Pinnacle DV500 card.

Bob.
ushere wrote on 4/17/2009, 3:59 AM
agree with tony....

off the shelf dvd recorder - couldn't be simpler...
farss wrote on 4/17/2009, 4:07 AM
My only concern with them is they don't give you much control over the encoding.
We use then for quick preview DVDs but I'd have doubts about using them to encode for achiving.
I've never ripped anything from them, how do they encode the audio?

Bob.
owlsroost wrote on 4/17/2009, 4:19 AM
I've never ripped anything from them, how do they encode the audio?

It varies with the recorder and the quality setting - it can be MP2, AC3 or LPCM.

Last time I looked at a Panasonic manual it used AC3 for the lower quality settings, and LPCM for the highest quality setting.

The cheap recorder I have encodes with MP2 @ 384 kbps audio and 8 Mbps CBR video on the highest quality setting.

Tony
Christian de Godzinsky wrote on 4/17/2009, 4:29 AM
Hi,

Thanx for all the suggestions. However, my need is NOT to burn to DVD's, I need to just transfer to hard disks in high quality mpeg2 format.

I have already the source providing hardware (a Canon MVX2i) that reads DV-cassettes (or digitizes with excellent quality an external analog source via its S-video inputs).

So - I have already data streaming in digital form via FireWire to the computer, and just need an application that in real time converts this into mpeg2 files on a hard disk.

What options are left? There must be something? Hasn't anyone else done this, or had a need to do it?

Christian

WIN10 Pro 64-bit | Version 1903 | OS build 18362.535 | Studio 16.1.2 | Vegas Pro 17 b387
CPU i9-7940C 14-core @4.4GHz | 64GB DDR4@XMP3600 | ASUS X299M1
GPU 2 x GTX1080Ti (2x11G GBDDR) | 442.19 nVidia driver | Intensity Pro 4K (BlackMagic)
4x Spyder calibrated monitors (1x4K, 1xUHD, 2xHD)
SSD 500GB system | 2x1TB HD | Internal 4x1TB HD's @RAID10 | Raid1 HDD array via 1Gb ethernet
Steinberg UR2 USB audio Interface (24bit/192kHz)
ShuttlePro2 controller

farss wrote on 4/17/2009, 5:06 AM
I've done heaps of DV to mpeg-2. I simply use Vegas to capture and Vegas to encode. If you can manage 12 hours of capturing per day the 8 hours of overnight encoding is about enough for you to get a nights sleep.
I use the Multirender from Peachrock to batch Vegas. Almost nothing to setup. Just tell it to process all the files in one folder using a certain template and put the output in another folder.

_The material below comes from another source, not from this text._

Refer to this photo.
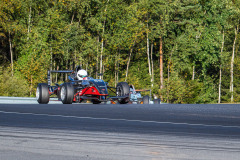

Really all you need is Vegas, a moderately fast PC, plenty of disk space and the Multirenderer. If your PC isn't fast enough to encode in faster than realtime then it will not be fast enough to capture AND encode anyway unless you invest in a hardware encoder.

Bob.
owlsroost wrote on 4/17/2009, 5:30 AM
However, my need is NOT to burn to DVD's, I need to just transfer to hard disks in high quality mpeg2 format.

Understood - the DVD is just an intermediary between camcorder and PC i.e. just rip the DVD contents to a single MPEG file on the PC - much quicker than tying up the PC for up to 60 minutes per tape doing the real-time software encoding.

Hasn't anyone else done this, or had a need to do it?

Yes (e.g. Ulead VideoStudio, Nero NVE), but I've always found that capture to DV avi followed by encoding, or using a real-time hardware encoder (DVD recorder or PC add-on) produced better quality.

Tony
blink3times wrote on 4/17/2009, 5:45 AM
Hardware encoding is the best deal for this... and not that expensive either. a plain old Hauppauge PVR will hardware encode mpeg2 to 12Mb/s and the Canopus systems to 15Mb/s.

A simple dvd recorder will only do to about 8 or 9M

The realtime capture however does slow things down.